オンボーディングは、顧客がプロダクトの価値を実感し、継続利用へとつながる最初の関門です。 ここでつまずけば、どれだけ優れたプロダクトでも解約リスクは高まります。
では、オンボーディングを成功に導くために何が必要なのか。 その答えのひとつが「顧客理解」です。 一言で言えば、オンボーディング改善は「推測をやめて、事実を知ること」が重要です。
本記事では、顧客理解の基本から、オンボーディング改善の4つの実践ステップまで解説します。
読了後には、自社のオンボーディング改善に向けた具体的なアクションが見えてきたら幸いです。
カスタマーサクセスにおけるオンボーディングとは
SaaSビジネスにおいて、オンボーディングは顧客との関係を左右する重要なフェーズです。 この章では、オンボーディングの基本的な考え方と、なぜSaaS企業が力を入れるべきなのかを解説します。
オンボーディングの定義と目的
カスタマーサクセスにおけるオンボーディングとは、サービス導入直後の顧客をサポートする取り組みです。 目指すゴールは、顧客が「自走できる状態」になること。 つまり、サポートなしでもプロダクトを使いこなし、価値を実感できる状態を指します。
オンボーディングが成功すれば、顧客は早い段階で「このサービスは使える」と感じます。 逆に、ここでつまずくと「使い方がわからない」「期待と違った」という理由で離脱されてしまいます。
なぜSaaS企業はオンボーディングに力を入れるべきか
SaaSはサブスクリプション型のビジネスモデルです。 顧客が継続利用してくれなければ、売上は積み上がりません。 オンボーディングで早期に価値を届けることが重要なのです。
オンボーディングに力を入れるべき理由は、大きく3つあります。
理由 | 説明 |
解約防止 | 導入初期の離脱を防ぎ、継続利用につなげる |
LTV最大化 | 長期利用によって顧客生涯価値を高める |
アップセル機会の創出 | 価値を実感した顧客は、上位プランや追加機能に関心を持つ |
オンボーディングは、カスタマーサクセスの4つのフェーズ(オンボーディング→アダプション→エクスパンション→プロダクトフィードバック)の最初のステップ。 ここでの成功が、その後のすべてに影響します。
オンボーディングがうまくいかない原因
「施策を打っているのに、定着率が上がらない」 そんな悩みを抱えるカスタマーサクセス担当者は少なくありません。
でも、ちょっと立ち止まって考えてみてください。
その施策、「なんとなく」で打っていませんか?
オンボーディングがうまくいかない代表的な原因を見ていきます。
顧客の「つまずきポイント」が見えていない
プロダクト利用ログから「離脱率が高い」ことは分かります。 しかし、「なぜ離脱したのか」という原因までは見えません。
顧客は「やる気がなくて」離脱したのか。 それとも「やり方が分からなくて」諦めたのか。 定量データだけでは、この問いに答えられないのです。
原因が分からなければ、打つべき施策も見えてきません。 勘に頼ったフロー改善を実施するか、1社1社丁寧にヒアリングするか。 しかし、利用顧客が多い場合、すべての顧客に同品質のサポート体制を敷くことは難しく、つまずきポイントを把握できないケースも多いのが実情です。
これは「暗闇の中で地図を描く」ようなもの。

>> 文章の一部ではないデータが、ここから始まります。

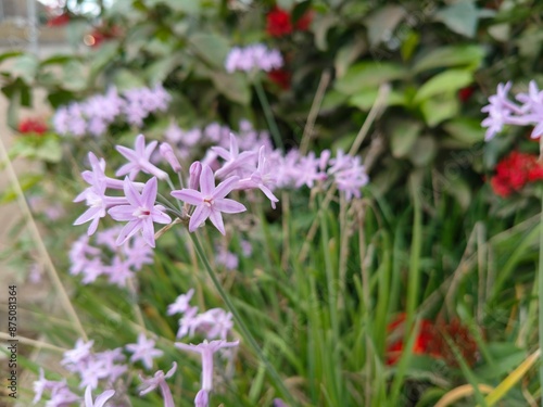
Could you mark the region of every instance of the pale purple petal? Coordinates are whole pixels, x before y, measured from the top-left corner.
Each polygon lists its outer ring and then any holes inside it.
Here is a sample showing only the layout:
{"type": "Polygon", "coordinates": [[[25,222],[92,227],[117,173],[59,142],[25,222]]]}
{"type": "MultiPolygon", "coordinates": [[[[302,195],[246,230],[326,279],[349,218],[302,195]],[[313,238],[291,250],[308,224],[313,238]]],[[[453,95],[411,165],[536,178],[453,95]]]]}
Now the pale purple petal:
{"type": "Polygon", "coordinates": [[[205,219],[210,217],[211,209],[209,206],[200,205],[194,209],[194,213],[190,217],[189,231],[193,232],[197,228],[202,225],[205,219]]]}
{"type": "Polygon", "coordinates": [[[209,165],[203,165],[202,174],[200,175],[200,191],[204,196],[211,196],[215,189],[215,178],[213,170],[209,165]]]}
{"type": "Polygon", "coordinates": [[[225,214],[239,214],[240,212],[247,211],[247,207],[243,204],[227,198],[218,199],[213,202],[215,208],[224,212],[225,214]]]}
{"type": "Polygon", "coordinates": [[[201,192],[187,188],[179,191],[172,191],[172,196],[191,205],[201,205],[204,200],[201,192]]]}
{"type": "Polygon", "coordinates": [[[236,183],[238,181],[239,181],[239,177],[230,177],[228,179],[225,179],[223,182],[220,182],[217,186],[217,188],[215,189],[215,192],[213,193],[213,196],[215,199],[225,198],[236,187],[236,183]]]}
{"type": "Polygon", "coordinates": [[[225,236],[225,224],[223,222],[223,215],[220,215],[219,211],[211,211],[210,219],[213,225],[218,229],[218,231],[225,236]]]}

見えない状態で施策を打っても、的を外し続けるリスクがあります。
顧客理解がオンボーディング成功の鍵となる理由
オンボーディングを改善するために、何が必要なのか。 その答えは「顧客理解」にあります。 推測ではなく、事実に基づいて顧客を知ることが、成功への近道です。
「推測」から「事実」へ——行動データで顧客を知る
「顧客はここでつまずいているはずだ」という思い込みは危険です。 実際の行動データを見ると、想定外のポイントで離脱していることも珍しくありません。
顧客理解には、定量データと定性データの両方が必要です。
データ種類 | 内容 | 分かること |
定量データ | PV数、離脱率、完了率など | 「どこで」「どれくらい」離脱しているか |
定性データ | セッションリプレイ、ヒートマップなど | 「なぜ」離脱しているか |
定量データは「どこで」を教えてくれる。定性データは「なぜ」を教えてくれる。 この組み合わせが、精度の高い顧客理解を可能にします。
顧客理解がセグメント別アプローチを可能にする
顧客の企業規模、業種、リテラシーによって、最適なアプローチは異なります。 しかし、顧客理解なしにセグメント設計をしても、効果的な施策にはつながりません。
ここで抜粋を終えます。